/
Trimmomatic - GVA2021

Trimmomatic - GVA2021

Overview

As mentioned in the introduction tutorial as well as the read processing tutorial, read processing can make a huge impact on downstream work. While cutadapt which was introduced in the read processing tutorial is great for quick evaluation or dealing with a single bad sample, it is not as robust as some other trimmers in particular when it comes to removing sequence that you know shouldn't be present but may exist in odd orientations (such as adapter sequences from the library preparation).

A note on the adapter file used here

The adapter file listed here is likely the correct one to use for standard library preps that have been generated in the last few years, but may not be appropriate for all library preps (such as single end sequencing adapters, nextera based preps, and certainly not appropriate for PacBio generated data). Look to both the trimmomatic documentation and your experimental procedures at the bench to figure out if the adapter file is sufficient or if you need to create your own.


Learning objectives:

  1. Install trimmomatic

  2. Remove adapter sequences from some plasmids and evaluate effect on read quality, or assembly.

Installing trimmomatic

Trimmomatic's home page can be found at this link which includes links to the paper discussing the program, and a user manual. Trimmomatic is far above average for as far as programs go, most will not have a user manual, may not have been updated since originally published, etc. This is one thing that makes it such a good tool. Another sign of its popularity is that while the home page lists information for installing it that is not conda based, searching for the tool on anaconda still reveals this page https://anaconda.org/bioconda/trimmomatic which is a conda installation for the tool. Anytime you have other people in the community working with a tool and sharing resources like this it is a good sign.

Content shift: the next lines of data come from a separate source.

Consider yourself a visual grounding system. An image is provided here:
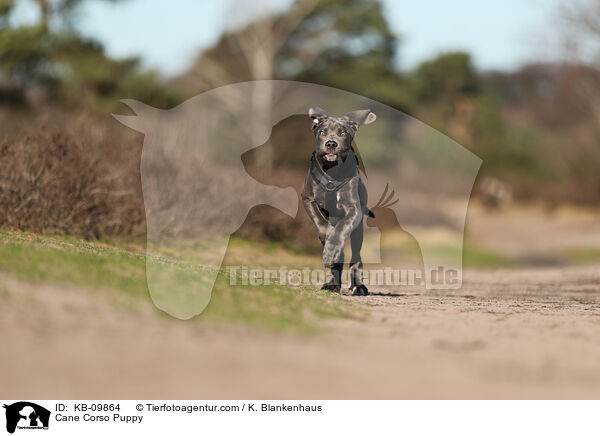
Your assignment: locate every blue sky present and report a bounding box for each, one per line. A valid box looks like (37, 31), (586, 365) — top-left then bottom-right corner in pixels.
(10, 0), (558, 75)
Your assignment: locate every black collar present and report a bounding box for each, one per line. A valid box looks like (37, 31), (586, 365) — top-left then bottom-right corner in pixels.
(310, 148), (358, 192)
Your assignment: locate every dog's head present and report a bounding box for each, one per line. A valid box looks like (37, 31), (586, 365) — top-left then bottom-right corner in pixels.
(308, 106), (377, 167)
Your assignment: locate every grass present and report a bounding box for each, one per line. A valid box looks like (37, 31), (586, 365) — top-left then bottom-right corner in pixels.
(0, 230), (356, 332)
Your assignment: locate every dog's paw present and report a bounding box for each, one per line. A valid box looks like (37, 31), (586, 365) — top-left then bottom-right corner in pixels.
(321, 281), (342, 292)
(350, 285), (369, 297)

 Since at this point we have several different conda environments going, take a moment to think about what environment a read processing tool would work well in.

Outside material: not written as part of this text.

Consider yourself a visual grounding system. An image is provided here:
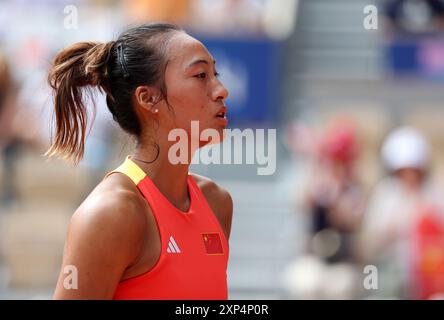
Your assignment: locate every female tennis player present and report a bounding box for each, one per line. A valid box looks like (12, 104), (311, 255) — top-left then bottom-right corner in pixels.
(48, 23), (233, 300)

There actually are not a lot of "wrong" answers here at least from the theoretical side. As read processing takes place upstream of other analysis steps it makes sense to put it in almost any environment. The 1 notable exception might be the SVdetect environment that we specifically only installed the SVDetect tool as it wouldn't make a lot of sense to activate the SVDetect environment to process the reads, activate a different environment to map the reads, and reactivate the SVDetect environment to use that tool

Practically, as we have seen in other tutorials, it may cause conflicts with other programs on a given environment making it better or worse to install in different locations. My first thought of where to try to install it was on the multiqc environment, and it appears to work there without concern (single message about a single dependent package being superseded by higher priority channel). If you have not done that tutorial, will also install into the GVA2021 environment with no messages about potential issues with other packages. If you want to try installing it in another environment feel free to try, if you are unsure if it will create problems based on the output, ask.

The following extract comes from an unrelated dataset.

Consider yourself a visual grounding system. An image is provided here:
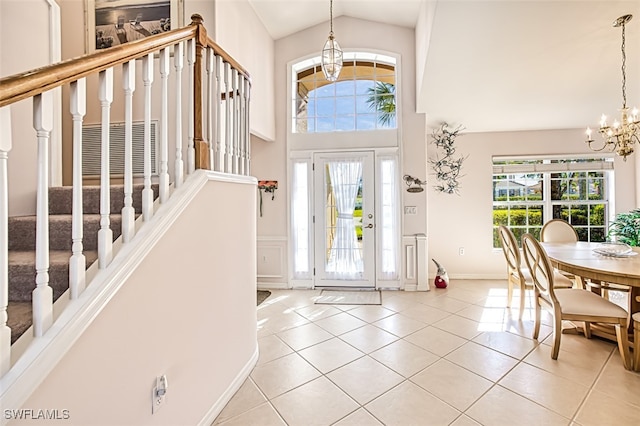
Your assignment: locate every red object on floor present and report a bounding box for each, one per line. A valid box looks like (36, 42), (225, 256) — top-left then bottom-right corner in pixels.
(433, 275), (447, 288)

As noted in our IVG tutorial, when we dealt with the readseq program, trimmomatic is also a java based program, and like the conda installation of readseq, the conda installation of trimmomatic includes a bash wrapper script around the java invocation. For those interested in how such wrapper scripts are made, last year's tirmmomatic tutorial actually built a trimmomatic wrapper to avoid the java envokation. Using "-version" verify that you have version 0.39 of trimmomatic installed.